I see nothing but the soul map. Billions of lights pulsing in an orb around my head.
“Where’d they go?”
“You tell me, bro. You saw their threads. You can find them again.”
“How?”
“Hell if I know. I’m just the bird. You’re the Walker. That’s why you get paid the big bucks.” The crow titters.
He’s a wiseass, but he’s been helpful so far, and even though he sounds flip, I get the feeling he really believes in me. I’ll chalk that up to being related to Ana, who I can already tell he was fond of. I focus on the threads I saw back in the hospital. It’s hard to picture all four of them, though, so instead I think of only one: Caroline’s. It shimmered like a rip of sunset through campfire smoke, if the fire burned in every color of the rainbow: flare red, sparkler white, gas-rich blue, the green of flaming sap, and more— purples and pinks and so many shades of white I don’t have the words to describe them, from soft to hard, all burning at a million degrees. This was her line of life.
And then I see it. I reach for it, and in a smashing blur I’m back in the room. Standing by the bed. My clothes ripple and still. I notice that the hospital gown is gone. In its place is a uniform, not unlike my NNPD getup: crisp slacks and a trim buttoned shirt, but it’s pure black. I don’t wear shoes. I can see the veins in my feet, and in my hands. They are very thick and very clear, and they pulse black.

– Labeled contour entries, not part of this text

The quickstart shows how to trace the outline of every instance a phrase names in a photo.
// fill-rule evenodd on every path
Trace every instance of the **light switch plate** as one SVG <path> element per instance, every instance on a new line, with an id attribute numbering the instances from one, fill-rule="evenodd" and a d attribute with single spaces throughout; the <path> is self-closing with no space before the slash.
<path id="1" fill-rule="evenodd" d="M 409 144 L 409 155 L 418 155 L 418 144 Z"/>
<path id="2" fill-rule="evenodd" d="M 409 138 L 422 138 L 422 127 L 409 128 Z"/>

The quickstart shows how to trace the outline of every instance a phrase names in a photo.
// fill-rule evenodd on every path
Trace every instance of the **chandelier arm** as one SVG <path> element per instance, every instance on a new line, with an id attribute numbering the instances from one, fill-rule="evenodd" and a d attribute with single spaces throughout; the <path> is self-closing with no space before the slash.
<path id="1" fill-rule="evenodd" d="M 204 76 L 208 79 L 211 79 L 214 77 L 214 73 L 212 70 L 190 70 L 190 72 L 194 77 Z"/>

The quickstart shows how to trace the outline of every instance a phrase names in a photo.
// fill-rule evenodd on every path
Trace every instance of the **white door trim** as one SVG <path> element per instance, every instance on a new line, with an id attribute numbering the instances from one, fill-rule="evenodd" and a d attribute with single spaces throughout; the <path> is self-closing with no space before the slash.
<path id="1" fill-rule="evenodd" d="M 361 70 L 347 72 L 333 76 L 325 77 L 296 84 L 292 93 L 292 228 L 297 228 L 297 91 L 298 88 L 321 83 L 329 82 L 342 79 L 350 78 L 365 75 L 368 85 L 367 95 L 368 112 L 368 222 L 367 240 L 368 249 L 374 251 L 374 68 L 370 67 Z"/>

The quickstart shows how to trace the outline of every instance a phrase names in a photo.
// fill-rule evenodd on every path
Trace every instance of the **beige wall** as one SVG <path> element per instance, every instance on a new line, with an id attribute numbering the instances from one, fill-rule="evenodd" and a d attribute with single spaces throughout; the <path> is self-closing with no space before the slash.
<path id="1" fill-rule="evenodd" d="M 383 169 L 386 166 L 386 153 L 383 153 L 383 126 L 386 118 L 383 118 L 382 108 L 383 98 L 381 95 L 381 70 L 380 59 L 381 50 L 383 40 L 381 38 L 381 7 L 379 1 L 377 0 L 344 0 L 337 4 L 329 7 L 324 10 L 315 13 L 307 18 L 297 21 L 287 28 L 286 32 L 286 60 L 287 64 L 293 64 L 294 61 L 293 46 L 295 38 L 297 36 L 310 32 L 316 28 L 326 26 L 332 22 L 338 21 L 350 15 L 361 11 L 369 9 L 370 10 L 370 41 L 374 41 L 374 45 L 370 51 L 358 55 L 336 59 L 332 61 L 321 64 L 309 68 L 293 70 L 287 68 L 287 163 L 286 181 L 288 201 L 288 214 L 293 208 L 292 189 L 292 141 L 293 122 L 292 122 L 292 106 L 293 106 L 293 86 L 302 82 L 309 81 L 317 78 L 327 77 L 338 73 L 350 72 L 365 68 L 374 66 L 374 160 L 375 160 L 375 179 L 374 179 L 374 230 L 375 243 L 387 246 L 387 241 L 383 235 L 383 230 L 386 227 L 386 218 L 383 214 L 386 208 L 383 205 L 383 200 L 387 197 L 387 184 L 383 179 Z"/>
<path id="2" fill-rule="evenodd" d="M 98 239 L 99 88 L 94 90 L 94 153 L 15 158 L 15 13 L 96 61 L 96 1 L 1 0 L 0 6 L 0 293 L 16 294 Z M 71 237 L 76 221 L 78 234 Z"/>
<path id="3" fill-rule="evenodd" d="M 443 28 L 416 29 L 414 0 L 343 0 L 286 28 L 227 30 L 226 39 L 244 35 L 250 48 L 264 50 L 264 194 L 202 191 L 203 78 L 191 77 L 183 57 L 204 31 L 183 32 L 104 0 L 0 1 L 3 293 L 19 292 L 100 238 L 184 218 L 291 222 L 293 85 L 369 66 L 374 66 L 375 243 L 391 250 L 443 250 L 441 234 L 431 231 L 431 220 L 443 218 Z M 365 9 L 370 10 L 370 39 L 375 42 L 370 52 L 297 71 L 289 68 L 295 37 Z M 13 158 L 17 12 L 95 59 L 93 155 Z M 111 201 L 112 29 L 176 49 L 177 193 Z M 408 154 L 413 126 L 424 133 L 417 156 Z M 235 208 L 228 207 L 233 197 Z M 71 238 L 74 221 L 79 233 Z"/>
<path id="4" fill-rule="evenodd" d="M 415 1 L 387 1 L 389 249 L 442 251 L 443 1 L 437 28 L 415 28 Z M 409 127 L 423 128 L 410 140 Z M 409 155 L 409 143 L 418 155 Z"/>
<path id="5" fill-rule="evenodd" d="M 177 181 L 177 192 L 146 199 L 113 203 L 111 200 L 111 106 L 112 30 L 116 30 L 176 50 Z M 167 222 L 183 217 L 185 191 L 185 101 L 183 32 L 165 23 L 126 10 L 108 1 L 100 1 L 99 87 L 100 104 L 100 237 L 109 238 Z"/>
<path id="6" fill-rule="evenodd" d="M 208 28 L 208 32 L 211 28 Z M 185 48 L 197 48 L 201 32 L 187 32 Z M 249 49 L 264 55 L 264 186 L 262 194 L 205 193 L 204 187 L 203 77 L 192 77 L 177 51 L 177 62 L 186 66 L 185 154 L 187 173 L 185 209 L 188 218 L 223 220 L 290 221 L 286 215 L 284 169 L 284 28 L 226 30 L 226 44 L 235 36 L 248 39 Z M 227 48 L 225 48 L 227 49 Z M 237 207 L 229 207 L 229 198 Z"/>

There are many crows still in the room, including the one that talks to me, and all of them turn to watch me. I hold my hands out to the one that speaks and show him the pale underside of my wrists and the black veins there. He shrugs.
“Comes with the territory. The soul map is a powerful place. It leaves its mark. Only you can walk it for that long and live. And me, of course.” He preens his glossy feathers, and I see the red marks there more clearly than ever. “What do you think of your new threads?”
“Not bad.”
“Ana figured you’d like ‘em. All right, get ready now,” the crow says.